THE SWORD AND THE SPEAR

by Mia Couto ; translated by David Brookshaw

Pub Date: Sept. 8th, 2020
ISBN: 978-0-374-25689-0
Publisher: Farrar, Straus and Giroux

A cross-racial romance complicates tensions in 19th-century colonial Mozambique.

The second novel in this trilogy (following Woman of the Ashes, 2018) is set in 1895 amid territorial fighting among Portuguese colonists, the powerful native leader Ngungunyane, and the VaChopi, a rival tribe. But its heart is the affair between Imani, a young VaChopi woman, and Portuguese Sgt. Germano de Melo. As the story opens, Imani’s family is trying to ferry an injured Germano to safety, finding refuge in a church whose priest is ostensibly Catholic but who has fallen for a native healer and adapted his faith to match. (“Here, even Christ would have thrown in the towel,” he proclaims.) Couto’s narrative is designed to highlight how opposing sensibilities merge and repel each other; the novel alternates between Imani’s narration and letters from Germano and other Portuguese military leaders.

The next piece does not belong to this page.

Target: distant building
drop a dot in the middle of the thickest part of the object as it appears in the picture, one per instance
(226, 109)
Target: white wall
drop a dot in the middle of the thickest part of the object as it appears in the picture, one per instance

Germano needs to decide whether his love for Imani is worth sacrificing his military position; meanwhile, Imani is trying to balance whether she can keep her relationship with Germano while also, at her father’s insistence, being part of a peace offering with Ngungunyane. It’s best to start with Woman of the Ashes to feel better grounded in this dynamic but also because Couto’s writing has a richer, more allegorical feel there; Imani’s voice in the first novel has a dreamlike cast, the better to capture the disorientation and fear that marks her tribe’s precarious position; here the prose is more flatly descriptive. Still, the second novel offers a helpful summary of the first and provides a stand-alone story with its own intrigues, as battles between the colonists and colonized intensify, and a late-breaking plot twist sets up the concluding novel on both symbolic and plot levels.

A nuanced study of the power plays and violence sparked by colonialism.